This weekend I reimplemented the XMLReader and XMLWriter classes in ruby-marc using Libxml-Ruby, a Ruby layer over the Libxml2 C library.

Currently, ruby-marc uses REXML, a pure Ruby XML library. Since REXML is built into Ruby, it is convenient. I was curious, though, how much of a performance boost there would be from using Libxml2. Here are the results of my very informal test (using some HCL MARC data):

User System Total Real
XMLReader [old]: 24.300000 0.030000 24.330000 25.607547
XMLReader [new]: 3.180000 0.010000 3.190000 3.231896
XMLWriter [old]: 38.960000 0.060000 39.020000 41.017238
XMLWriter [new]: 11.950000 0.050000 12.000000 12.607114

Both XMLWriter times include the new XMLReader reading records in from a source file. As a record is read in, it is written out to a new file.

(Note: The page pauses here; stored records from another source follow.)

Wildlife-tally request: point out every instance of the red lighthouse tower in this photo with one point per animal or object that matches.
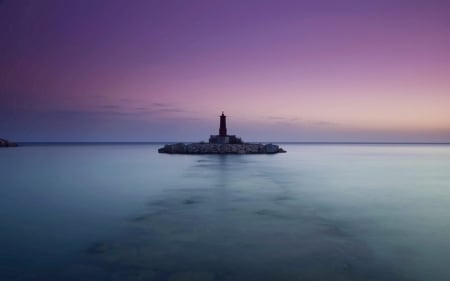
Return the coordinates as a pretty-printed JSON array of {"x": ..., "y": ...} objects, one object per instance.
[{"x": 223, "y": 125}]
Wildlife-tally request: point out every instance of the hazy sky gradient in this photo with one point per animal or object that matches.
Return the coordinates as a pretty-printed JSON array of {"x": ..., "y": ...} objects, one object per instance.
[{"x": 281, "y": 70}]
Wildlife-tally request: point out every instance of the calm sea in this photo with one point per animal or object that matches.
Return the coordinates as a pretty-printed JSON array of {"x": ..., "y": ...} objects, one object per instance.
[{"x": 318, "y": 212}]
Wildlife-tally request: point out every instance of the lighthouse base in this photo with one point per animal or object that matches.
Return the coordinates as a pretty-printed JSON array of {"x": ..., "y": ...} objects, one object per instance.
[{"x": 231, "y": 139}]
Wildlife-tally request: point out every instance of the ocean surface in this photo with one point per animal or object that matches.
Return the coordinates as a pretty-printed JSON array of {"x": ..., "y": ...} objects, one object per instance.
[{"x": 318, "y": 212}]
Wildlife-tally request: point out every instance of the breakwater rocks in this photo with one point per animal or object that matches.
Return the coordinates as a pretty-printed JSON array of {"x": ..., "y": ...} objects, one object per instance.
[
  {"x": 5, "y": 143},
  {"x": 225, "y": 148}
]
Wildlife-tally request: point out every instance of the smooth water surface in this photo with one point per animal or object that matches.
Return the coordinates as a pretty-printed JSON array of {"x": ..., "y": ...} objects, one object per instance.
[{"x": 318, "y": 212}]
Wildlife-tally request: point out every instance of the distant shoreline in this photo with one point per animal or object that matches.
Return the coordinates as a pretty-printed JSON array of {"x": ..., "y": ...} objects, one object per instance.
[{"x": 48, "y": 143}]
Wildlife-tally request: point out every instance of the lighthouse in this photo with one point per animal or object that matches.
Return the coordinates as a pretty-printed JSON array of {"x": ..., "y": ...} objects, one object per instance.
[
  {"x": 223, "y": 125},
  {"x": 223, "y": 137}
]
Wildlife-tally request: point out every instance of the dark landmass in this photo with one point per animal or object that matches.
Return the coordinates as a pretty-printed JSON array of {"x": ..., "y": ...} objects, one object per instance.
[
  {"x": 221, "y": 144},
  {"x": 221, "y": 148},
  {"x": 6, "y": 143}
]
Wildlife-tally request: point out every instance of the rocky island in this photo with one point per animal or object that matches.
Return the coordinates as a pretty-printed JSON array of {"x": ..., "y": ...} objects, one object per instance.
[
  {"x": 5, "y": 143},
  {"x": 221, "y": 144}
]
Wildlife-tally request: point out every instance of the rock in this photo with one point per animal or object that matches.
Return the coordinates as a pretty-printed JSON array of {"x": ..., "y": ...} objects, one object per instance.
[
  {"x": 192, "y": 276},
  {"x": 5, "y": 143},
  {"x": 212, "y": 148}
]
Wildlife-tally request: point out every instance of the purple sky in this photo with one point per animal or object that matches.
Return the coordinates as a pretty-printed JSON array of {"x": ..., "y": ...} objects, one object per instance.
[{"x": 281, "y": 70}]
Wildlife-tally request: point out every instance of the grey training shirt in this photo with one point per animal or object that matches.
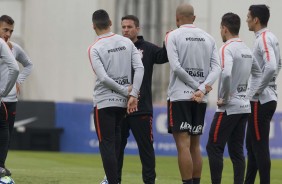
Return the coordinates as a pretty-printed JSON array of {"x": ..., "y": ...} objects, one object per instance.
[
  {"x": 238, "y": 64},
  {"x": 22, "y": 58},
  {"x": 267, "y": 52},
  {"x": 112, "y": 58},
  {"x": 194, "y": 62},
  {"x": 7, "y": 60}
]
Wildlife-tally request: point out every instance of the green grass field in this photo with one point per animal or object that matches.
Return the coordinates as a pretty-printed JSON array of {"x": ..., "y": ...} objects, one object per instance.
[{"x": 63, "y": 168}]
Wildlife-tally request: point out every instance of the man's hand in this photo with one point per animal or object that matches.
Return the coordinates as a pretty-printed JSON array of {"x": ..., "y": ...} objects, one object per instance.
[
  {"x": 10, "y": 45},
  {"x": 129, "y": 89},
  {"x": 220, "y": 102},
  {"x": 198, "y": 96},
  {"x": 132, "y": 104},
  {"x": 208, "y": 88},
  {"x": 18, "y": 88}
]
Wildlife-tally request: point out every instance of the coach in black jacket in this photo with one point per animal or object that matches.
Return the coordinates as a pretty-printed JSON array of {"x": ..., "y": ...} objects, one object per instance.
[{"x": 140, "y": 122}]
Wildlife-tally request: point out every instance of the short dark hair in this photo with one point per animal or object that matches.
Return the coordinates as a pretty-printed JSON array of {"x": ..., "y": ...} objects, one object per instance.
[
  {"x": 7, "y": 19},
  {"x": 232, "y": 21},
  {"x": 101, "y": 19},
  {"x": 131, "y": 17},
  {"x": 261, "y": 11}
]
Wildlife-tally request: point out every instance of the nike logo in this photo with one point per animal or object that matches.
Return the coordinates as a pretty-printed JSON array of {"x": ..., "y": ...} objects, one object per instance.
[{"x": 24, "y": 122}]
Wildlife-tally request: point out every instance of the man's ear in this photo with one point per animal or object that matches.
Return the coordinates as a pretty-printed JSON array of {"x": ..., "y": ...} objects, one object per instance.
[
  {"x": 256, "y": 20},
  {"x": 194, "y": 18}
]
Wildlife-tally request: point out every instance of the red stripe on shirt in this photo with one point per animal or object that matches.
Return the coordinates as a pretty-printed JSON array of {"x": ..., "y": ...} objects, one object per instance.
[
  {"x": 170, "y": 115},
  {"x": 5, "y": 109},
  {"x": 265, "y": 46},
  {"x": 256, "y": 121},
  {"x": 215, "y": 135},
  {"x": 166, "y": 37},
  {"x": 98, "y": 125},
  {"x": 151, "y": 129},
  {"x": 222, "y": 53},
  {"x": 89, "y": 48}
]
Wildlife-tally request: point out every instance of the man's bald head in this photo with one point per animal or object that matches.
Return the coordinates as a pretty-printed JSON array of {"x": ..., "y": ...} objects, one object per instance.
[{"x": 184, "y": 14}]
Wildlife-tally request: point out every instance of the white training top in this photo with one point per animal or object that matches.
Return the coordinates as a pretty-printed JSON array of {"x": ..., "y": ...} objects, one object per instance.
[
  {"x": 7, "y": 60},
  {"x": 22, "y": 58},
  {"x": 194, "y": 62},
  {"x": 112, "y": 58},
  {"x": 238, "y": 64},
  {"x": 267, "y": 52}
]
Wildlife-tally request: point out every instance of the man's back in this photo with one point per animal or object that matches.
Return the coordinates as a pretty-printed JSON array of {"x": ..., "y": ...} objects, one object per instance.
[
  {"x": 195, "y": 51},
  {"x": 113, "y": 57},
  {"x": 267, "y": 53},
  {"x": 237, "y": 65},
  {"x": 7, "y": 61},
  {"x": 21, "y": 57}
]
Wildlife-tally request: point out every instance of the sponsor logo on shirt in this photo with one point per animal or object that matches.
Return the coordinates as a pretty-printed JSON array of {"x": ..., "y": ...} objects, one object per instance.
[
  {"x": 185, "y": 126},
  {"x": 117, "y": 100},
  {"x": 246, "y": 106},
  {"x": 242, "y": 88},
  {"x": 141, "y": 53},
  {"x": 122, "y": 80},
  {"x": 195, "y": 39},
  {"x": 246, "y": 56},
  {"x": 195, "y": 72},
  {"x": 117, "y": 49},
  {"x": 197, "y": 129}
]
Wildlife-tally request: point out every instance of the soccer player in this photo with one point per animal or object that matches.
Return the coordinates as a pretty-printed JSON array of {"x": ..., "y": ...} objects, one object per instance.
[
  {"x": 140, "y": 122},
  {"x": 112, "y": 58},
  {"x": 7, "y": 82},
  {"x": 267, "y": 52},
  {"x": 229, "y": 122},
  {"x": 10, "y": 101},
  {"x": 194, "y": 62}
]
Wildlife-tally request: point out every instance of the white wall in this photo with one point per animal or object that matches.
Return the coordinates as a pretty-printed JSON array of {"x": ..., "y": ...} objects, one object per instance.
[{"x": 57, "y": 33}]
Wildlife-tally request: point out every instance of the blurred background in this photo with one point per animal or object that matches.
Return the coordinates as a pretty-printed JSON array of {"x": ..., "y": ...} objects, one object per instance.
[
  {"x": 55, "y": 108},
  {"x": 57, "y": 33}
]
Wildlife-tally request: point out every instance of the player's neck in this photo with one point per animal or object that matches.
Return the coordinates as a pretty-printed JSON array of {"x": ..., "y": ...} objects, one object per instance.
[{"x": 102, "y": 31}]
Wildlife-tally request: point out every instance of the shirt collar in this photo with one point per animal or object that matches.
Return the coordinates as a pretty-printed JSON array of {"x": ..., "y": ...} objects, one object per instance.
[
  {"x": 105, "y": 35},
  {"x": 258, "y": 33},
  {"x": 233, "y": 40},
  {"x": 188, "y": 25}
]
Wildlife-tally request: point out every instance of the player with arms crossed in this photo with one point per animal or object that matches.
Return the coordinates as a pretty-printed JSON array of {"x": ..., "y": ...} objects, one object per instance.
[
  {"x": 10, "y": 101},
  {"x": 7, "y": 81},
  {"x": 229, "y": 122},
  {"x": 194, "y": 62},
  {"x": 112, "y": 58},
  {"x": 267, "y": 52}
]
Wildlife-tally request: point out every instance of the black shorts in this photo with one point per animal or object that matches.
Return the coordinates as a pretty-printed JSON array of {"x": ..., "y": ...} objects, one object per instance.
[
  {"x": 186, "y": 116},
  {"x": 107, "y": 121}
]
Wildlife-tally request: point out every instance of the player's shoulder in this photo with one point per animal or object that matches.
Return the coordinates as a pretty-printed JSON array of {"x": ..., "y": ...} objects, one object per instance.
[
  {"x": 2, "y": 41},
  {"x": 15, "y": 45}
]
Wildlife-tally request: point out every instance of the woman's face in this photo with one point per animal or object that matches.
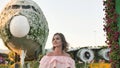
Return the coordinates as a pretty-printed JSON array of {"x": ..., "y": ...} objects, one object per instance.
[{"x": 57, "y": 42}]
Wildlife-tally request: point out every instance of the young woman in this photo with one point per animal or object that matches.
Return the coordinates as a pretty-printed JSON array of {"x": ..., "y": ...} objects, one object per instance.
[{"x": 58, "y": 58}]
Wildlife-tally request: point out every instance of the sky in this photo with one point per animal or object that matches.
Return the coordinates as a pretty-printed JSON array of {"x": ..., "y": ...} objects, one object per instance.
[{"x": 81, "y": 21}]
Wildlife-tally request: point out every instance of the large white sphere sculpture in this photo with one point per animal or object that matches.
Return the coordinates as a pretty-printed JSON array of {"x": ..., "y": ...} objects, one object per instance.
[
  {"x": 19, "y": 26},
  {"x": 105, "y": 53}
]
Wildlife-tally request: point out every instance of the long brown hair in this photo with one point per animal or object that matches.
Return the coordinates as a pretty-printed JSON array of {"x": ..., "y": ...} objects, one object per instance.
[{"x": 64, "y": 42}]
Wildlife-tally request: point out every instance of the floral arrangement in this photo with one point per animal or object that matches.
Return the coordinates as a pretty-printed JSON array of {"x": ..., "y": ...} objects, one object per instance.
[{"x": 112, "y": 33}]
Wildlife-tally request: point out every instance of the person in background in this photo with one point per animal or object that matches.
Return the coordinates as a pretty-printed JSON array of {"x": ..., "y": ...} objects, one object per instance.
[{"x": 58, "y": 58}]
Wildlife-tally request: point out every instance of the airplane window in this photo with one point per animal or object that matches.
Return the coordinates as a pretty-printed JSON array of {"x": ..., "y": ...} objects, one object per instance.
[
  {"x": 15, "y": 6},
  {"x": 26, "y": 6}
]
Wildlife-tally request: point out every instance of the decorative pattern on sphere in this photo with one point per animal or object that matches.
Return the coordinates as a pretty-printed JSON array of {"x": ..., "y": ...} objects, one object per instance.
[{"x": 36, "y": 38}]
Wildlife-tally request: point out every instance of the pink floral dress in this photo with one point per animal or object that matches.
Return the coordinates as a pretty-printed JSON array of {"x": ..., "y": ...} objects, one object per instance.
[{"x": 57, "y": 62}]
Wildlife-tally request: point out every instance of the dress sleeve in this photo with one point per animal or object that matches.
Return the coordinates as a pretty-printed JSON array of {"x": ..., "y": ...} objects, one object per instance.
[
  {"x": 70, "y": 63},
  {"x": 44, "y": 62}
]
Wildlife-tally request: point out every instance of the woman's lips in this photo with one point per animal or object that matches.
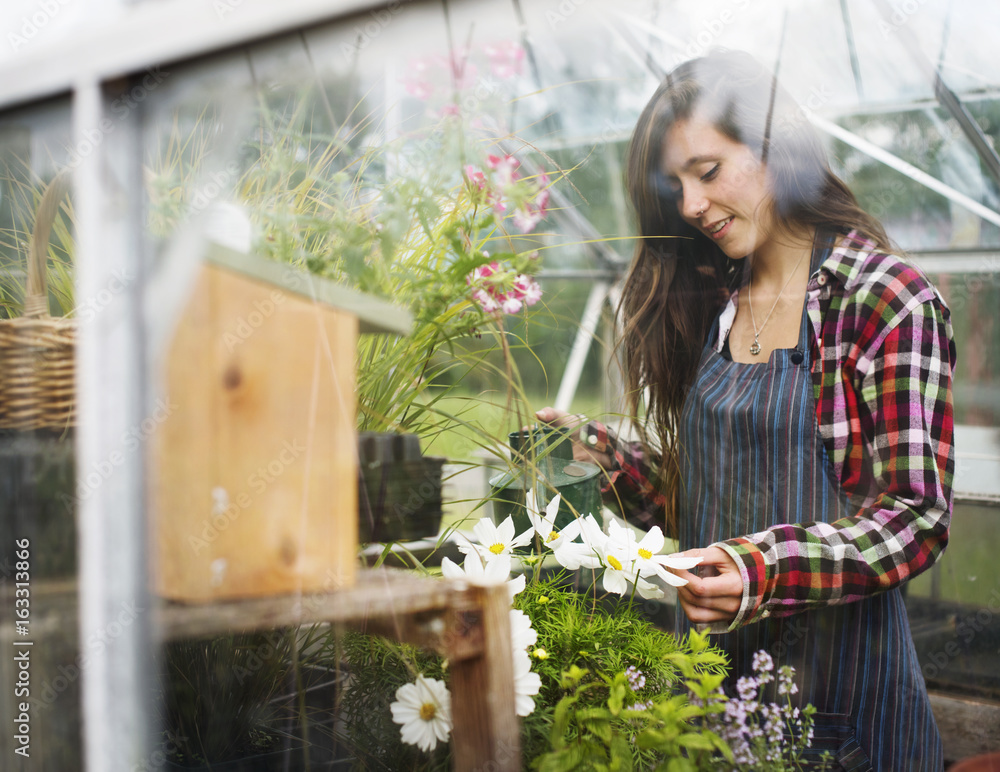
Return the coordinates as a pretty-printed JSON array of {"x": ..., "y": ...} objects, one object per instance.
[{"x": 719, "y": 229}]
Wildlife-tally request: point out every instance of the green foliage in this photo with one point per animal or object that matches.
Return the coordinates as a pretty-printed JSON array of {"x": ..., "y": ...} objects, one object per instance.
[
  {"x": 378, "y": 668},
  {"x": 664, "y": 735},
  {"x": 215, "y": 694},
  {"x": 578, "y": 718},
  {"x": 22, "y": 191}
]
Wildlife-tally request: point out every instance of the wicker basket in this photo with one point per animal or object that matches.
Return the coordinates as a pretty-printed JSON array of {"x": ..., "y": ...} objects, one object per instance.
[{"x": 36, "y": 349}]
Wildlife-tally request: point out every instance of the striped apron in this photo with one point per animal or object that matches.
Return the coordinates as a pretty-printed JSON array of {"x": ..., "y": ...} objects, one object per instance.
[{"x": 752, "y": 457}]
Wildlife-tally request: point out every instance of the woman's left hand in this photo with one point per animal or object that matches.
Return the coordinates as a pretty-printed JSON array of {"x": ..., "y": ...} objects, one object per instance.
[{"x": 715, "y": 593}]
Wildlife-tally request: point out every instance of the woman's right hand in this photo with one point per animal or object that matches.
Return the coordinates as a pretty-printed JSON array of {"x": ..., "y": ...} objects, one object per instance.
[{"x": 573, "y": 422}]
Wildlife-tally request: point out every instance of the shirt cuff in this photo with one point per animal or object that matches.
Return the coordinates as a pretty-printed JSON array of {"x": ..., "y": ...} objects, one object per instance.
[{"x": 756, "y": 576}]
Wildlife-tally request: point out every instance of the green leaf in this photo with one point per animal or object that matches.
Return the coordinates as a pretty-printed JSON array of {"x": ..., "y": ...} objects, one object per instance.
[
  {"x": 617, "y": 698},
  {"x": 598, "y": 725},
  {"x": 696, "y": 741}
]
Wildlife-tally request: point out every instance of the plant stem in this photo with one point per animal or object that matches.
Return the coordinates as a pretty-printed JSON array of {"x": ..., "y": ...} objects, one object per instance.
[{"x": 423, "y": 372}]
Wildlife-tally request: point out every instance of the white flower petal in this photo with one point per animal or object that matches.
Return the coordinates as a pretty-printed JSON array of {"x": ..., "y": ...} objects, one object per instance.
[
  {"x": 678, "y": 561},
  {"x": 522, "y": 634},
  {"x": 614, "y": 581},
  {"x": 515, "y": 585},
  {"x": 410, "y": 699},
  {"x": 451, "y": 570},
  {"x": 653, "y": 540}
]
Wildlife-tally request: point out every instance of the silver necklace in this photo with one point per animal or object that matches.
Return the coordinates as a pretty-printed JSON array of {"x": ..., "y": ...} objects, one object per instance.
[{"x": 755, "y": 346}]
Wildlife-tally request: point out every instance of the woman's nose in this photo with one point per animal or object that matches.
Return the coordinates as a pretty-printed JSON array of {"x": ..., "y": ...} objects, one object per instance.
[{"x": 692, "y": 204}]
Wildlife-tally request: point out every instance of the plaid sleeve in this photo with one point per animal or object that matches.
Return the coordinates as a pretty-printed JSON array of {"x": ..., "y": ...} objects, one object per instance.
[
  {"x": 630, "y": 485},
  {"x": 896, "y": 462}
]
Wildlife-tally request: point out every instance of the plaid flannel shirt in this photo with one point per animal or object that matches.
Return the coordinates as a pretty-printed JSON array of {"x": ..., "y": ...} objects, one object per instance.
[{"x": 883, "y": 357}]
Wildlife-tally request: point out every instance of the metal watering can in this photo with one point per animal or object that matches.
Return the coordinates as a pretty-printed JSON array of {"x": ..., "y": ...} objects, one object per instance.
[{"x": 545, "y": 457}]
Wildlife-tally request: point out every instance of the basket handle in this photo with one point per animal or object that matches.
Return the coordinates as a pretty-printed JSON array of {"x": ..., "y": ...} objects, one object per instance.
[{"x": 36, "y": 295}]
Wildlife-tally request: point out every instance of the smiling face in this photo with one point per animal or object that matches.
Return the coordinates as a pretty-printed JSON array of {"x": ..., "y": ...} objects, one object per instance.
[{"x": 721, "y": 187}]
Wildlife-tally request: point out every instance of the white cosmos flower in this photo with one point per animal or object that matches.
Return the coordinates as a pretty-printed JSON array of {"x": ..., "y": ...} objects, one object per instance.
[
  {"x": 593, "y": 535},
  {"x": 495, "y": 541},
  {"x": 570, "y": 553},
  {"x": 651, "y": 562},
  {"x": 526, "y": 684},
  {"x": 423, "y": 709},
  {"x": 618, "y": 571},
  {"x": 522, "y": 634}
]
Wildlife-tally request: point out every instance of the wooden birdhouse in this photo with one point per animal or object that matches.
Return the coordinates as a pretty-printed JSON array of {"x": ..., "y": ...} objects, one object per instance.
[{"x": 255, "y": 465}]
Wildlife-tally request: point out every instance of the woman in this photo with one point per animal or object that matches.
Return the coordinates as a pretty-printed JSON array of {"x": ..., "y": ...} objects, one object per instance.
[{"x": 795, "y": 379}]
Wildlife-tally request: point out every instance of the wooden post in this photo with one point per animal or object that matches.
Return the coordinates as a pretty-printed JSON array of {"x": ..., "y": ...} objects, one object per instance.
[{"x": 486, "y": 729}]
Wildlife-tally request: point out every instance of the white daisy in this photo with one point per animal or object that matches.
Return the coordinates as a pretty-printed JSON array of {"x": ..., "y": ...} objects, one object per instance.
[
  {"x": 650, "y": 562},
  {"x": 475, "y": 569},
  {"x": 526, "y": 684},
  {"x": 618, "y": 571},
  {"x": 618, "y": 555},
  {"x": 423, "y": 709},
  {"x": 495, "y": 541},
  {"x": 545, "y": 526},
  {"x": 570, "y": 553}
]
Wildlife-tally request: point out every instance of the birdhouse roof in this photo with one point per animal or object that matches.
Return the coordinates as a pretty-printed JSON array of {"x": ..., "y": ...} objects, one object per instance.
[{"x": 374, "y": 314}]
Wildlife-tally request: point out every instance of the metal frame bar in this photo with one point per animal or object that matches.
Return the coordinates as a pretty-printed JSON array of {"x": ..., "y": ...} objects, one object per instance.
[
  {"x": 949, "y": 99},
  {"x": 110, "y": 380}
]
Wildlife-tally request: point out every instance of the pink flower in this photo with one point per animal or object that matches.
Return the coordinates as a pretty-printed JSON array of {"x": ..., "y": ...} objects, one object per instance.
[
  {"x": 506, "y": 168},
  {"x": 510, "y": 305},
  {"x": 527, "y": 289},
  {"x": 531, "y": 213},
  {"x": 485, "y": 300},
  {"x": 475, "y": 176}
]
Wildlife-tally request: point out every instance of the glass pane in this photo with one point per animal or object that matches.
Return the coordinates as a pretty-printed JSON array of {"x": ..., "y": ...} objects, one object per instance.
[
  {"x": 401, "y": 153},
  {"x": 38, "y": 492}
]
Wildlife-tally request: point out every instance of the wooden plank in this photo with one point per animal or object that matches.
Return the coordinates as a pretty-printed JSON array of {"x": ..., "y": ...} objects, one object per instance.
[
  {"x": 968, "y": 727},
  {"x": 486, "y": 729},
  {"x": 255, "y": 489},
  {"x": 374, "y": 314},
  {"x": 377, "y": 595}
]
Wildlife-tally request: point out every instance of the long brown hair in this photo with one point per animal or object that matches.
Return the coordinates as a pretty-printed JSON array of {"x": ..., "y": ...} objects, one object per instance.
[{"x": 679, "y": 279}]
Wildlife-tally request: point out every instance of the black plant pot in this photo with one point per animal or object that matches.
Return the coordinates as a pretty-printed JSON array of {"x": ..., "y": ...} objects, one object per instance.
[{"x": 399, "y": 490}]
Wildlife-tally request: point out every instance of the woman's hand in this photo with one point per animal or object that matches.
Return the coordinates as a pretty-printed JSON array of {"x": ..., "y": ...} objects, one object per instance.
[
  {"x": 715, "y": 593},
  {"x": 581, "y": 451}
]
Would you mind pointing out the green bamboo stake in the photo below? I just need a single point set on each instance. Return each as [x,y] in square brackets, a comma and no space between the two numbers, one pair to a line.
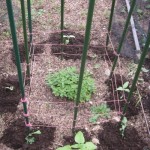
[16,51]
[144,53]
[123,35]
[62,24]
[84,55]
[110,21]
[29,19]
[25,37]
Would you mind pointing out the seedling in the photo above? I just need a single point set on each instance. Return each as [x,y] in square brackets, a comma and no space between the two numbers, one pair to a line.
[30,139]
[11,88]
[99,111]
[123,125]
[66,38]
[124,87]
[80,144]
[64,83]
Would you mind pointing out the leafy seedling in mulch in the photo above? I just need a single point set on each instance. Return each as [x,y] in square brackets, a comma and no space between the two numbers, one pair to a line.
[80,144]
[101,111]
[30,139]
[66,38]
[123,124]
[64,83]
[124,88]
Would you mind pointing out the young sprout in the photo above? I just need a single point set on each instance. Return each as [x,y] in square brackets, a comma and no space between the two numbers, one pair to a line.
[66,38]
[123,125]
[30,138]
[124,87]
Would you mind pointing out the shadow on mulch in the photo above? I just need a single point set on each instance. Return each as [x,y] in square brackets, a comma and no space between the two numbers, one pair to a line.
[14,137]
[132,109]
[9,99]
[38,49]
[69,140]
[111,139]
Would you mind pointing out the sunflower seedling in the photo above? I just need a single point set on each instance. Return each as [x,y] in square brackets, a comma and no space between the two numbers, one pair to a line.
[80,144]
[30,139]
[101,111]
[66,38]
[123,125]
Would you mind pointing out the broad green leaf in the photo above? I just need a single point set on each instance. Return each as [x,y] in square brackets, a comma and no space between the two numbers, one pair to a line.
[90,146]
[124,120]
[37,132]
[125,85]
[75,146]
[127,90]
[79,138]
[67,147]
[120,89]
[145,70]
[148,6]
[71,36]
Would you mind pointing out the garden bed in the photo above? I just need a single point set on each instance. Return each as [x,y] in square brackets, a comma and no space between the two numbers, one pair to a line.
[52,115]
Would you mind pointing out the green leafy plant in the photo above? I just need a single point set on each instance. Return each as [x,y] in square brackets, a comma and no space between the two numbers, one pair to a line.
[64,83]
[30,139]
[80,144]
[123,125]
[66,38]
[124,87]
[102,111]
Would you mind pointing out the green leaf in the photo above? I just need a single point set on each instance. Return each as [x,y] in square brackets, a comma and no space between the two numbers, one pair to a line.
[125,85]
[37,132]
[67,147]
[75,146]
[79,138]
[145,70]
[71,36]
[147,6]
[120,89]
[90,146]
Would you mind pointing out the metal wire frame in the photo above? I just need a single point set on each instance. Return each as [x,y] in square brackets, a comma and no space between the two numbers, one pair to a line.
[119,49]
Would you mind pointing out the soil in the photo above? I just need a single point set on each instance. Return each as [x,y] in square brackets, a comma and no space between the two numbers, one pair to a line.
[14,137]
[69,52]
[111,139]
[115,82]
[9,99]
[69,140]
[38,49]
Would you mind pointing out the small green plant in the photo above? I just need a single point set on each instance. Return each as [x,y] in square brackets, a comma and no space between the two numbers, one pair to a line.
[124,87]
[64,83]
[66,38]
[30,139]
[102,111]
[80,144]
[123,125]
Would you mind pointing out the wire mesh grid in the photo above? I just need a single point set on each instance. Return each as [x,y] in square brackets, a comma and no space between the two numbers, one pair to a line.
[44,107]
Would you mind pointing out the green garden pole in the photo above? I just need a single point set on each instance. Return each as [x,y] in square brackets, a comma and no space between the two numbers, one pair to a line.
[25,37]
[29,19]
[62,19]
[16,51]
[84,55]
[144,53]
[123,35]
[110,21]
[62,23]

This is just intended to get an inkling of what the difference between the two versions might be (not to be a formal benchmark). Lower numbers are better.

So, in reimplementing, I completely rewrote the reader. It just reads from a file and returns MARC::Record objects. What is being used to read the XML is completely swappable with anything else.

With the writer, I changed the encode method so that it now takes an option specifying which library should be used (REXML is the default still). Since the method is public, I figured someone is probably using those REXML Documents returned and their code would break if I returned a Libxml Document instead. The write method, on the other hand, now uses Libxml by default.

I haven’t checked in any of these changes yet (since I haven’t passed them by Ed and don’t know whether they should be incorporated), but I have validated that the existing tests still pass just fine.

The speed improvements are pretty nice. If an extra dependency can be tolerated it would be nice to have the performance boost. The only other caveat is I used the 0.4.0pre01 version of Libxml-Ruby. It might be desirable to wait until the final 0.4.0 release.

Anyway, I’ll get Ed’s opinion on all this sometime this next week. Right now, it is just a fun experiment.